All Killa No Filla & 5 great crime podcasts
The latest edition of our podcast column looks at the world of true crime podcasts, and focuses on Kiri Pritchard-McLean and Rachel Fairburn's All Killa No Filla
Blethering is never far from the heart of a good podcast. With All Killa No Filla, Kiri Pritchard-McLean and Rachel Fairburn prove themselves to be primo, world-class bletherers. The title of their podcast must be ironic because really, it’s all about the filla. It’s about serial killers too, obviously, but it’s much funnier and more engaging when they digress from that stuff and just blether.
And what blether! Memorable penises, motorway service stations, dry bumming – they cover all the big issues. They’re consistently hilarious, likable and, especially in Rachel Fairburn’s case, extraordinarily free from vanity.
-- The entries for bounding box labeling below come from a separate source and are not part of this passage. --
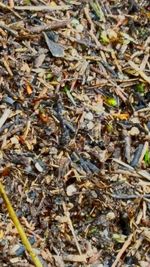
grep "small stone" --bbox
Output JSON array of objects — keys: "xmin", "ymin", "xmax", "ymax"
[
  {"xmin": 129, "ymin": 127, "xmax": 140, "ymax": 136},
  {"xmin": 76, "ymin": 24, "xmax": 84, "ymax": 32},
  {"xmin": 35, "ymin": 162, "xmax": 43, "ymax": 172},
  {"xmin": 106, "ymin": 211, "xmax": 116, "ymax": 221},
  {"xmin": 67, "ymin": 184, "xmax": 77, "ymax": 197}
]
The temptation is to say that it’s refreshing to hear two women talking in such an open, casual way but gender’s got nothing to do with it – it’s unusual to hear anyone talking like this outside of a place with a license to sell alcohol or house the clinically insane.
It’s got another extremely rare quality, in that the live shows are better than the studio recordings. Often when podcasts hit the road, something is lost. There’s pauses where there shouldn’t be, the podcasters talk to the audience rather than to each other, the jokes become broader and more obvious, and the whole thing loses the intimacy that makes podcasting such a great medium. Not so here. Maybe it’s because they’re both stand-ups and comfortable in front of a audience, but the atmosphere seems even more relaxed than usual. Check out the David Berkowitz episode. You feel drawn-in to the atmosphere rather than excluded.
Maybe this episode stands out because the Berkowitz story is an especially compelling one. The question of whether he was faking his insanity gives a good angle to discuss his crimes and put them in an interesting context. The whole 'is this guy crazy or just nuts?' sort of thing. Unfortunately this isn’t the case with every episode. To be honest, most episodes are let down by the serial killer stuff. They don’t do much other than offer a factual description of the killers’ lives and crimes. There’s no angle here, no conflict, no debate. If there was more discussion about society, or psychology, or gender relations, perhaps it wouldn’t seem so flat. It’s quite interesting to hear them talk about similarities in the killers’ childhoods – sexual abuse, head injuries, separation from their parents – but these recurring motifs illustrate the repetitiveness of these tales.
You can understand people saying that it’s in bad taste, mixing-up murder and dry-bumming like this. That it’s disrespectful to the victims, trivialises violence, valourises scumbags, all that sort of stuff. But actually – and you might want to file this under hot takes – the issue with All Killa is that it’s too respectful. The things that make the good bits brilliant – the looseness, the irreverence, the unpredictably – are absent from the serial killer talk. It leads you to think that these two have an amazing podcast in them, but that perhaps this isn’t it.
5 More Non-Heinous Podcasts about Heinous Crimes
1) My Favorite Murder – Very much an American take on the All Killa format, Georgia Hardstark and Karen Kilgariff aren’t as funny as their British equivalents but this is partly compensated by their rampant tastelessness. You pays your money, you takes your choice we suppose.
2) 74 Seconds – Minnesota Public Radio put together this podcast about the police shooting of Philando Castile while the officer in question was being tried for manslaughter. The timing gives it an urgency and intensity befitting the subject matter.
3) A Very Fatal Murder – It’s not quite at the level of the very best things The Onion have done, but their take on true crime podcasts is wryly funny and typically perceptive.
4) In the Dark – Superior US true crime series that’s all about the institutional failures associated with murder rather than the grisly details of the crimes themselves.
5) Untold – More ambitious than your typical true crime podcast, Untold is more concerned with taking on the British establishment. Their upcoming series promises to shed some light on Cambridge Analytica.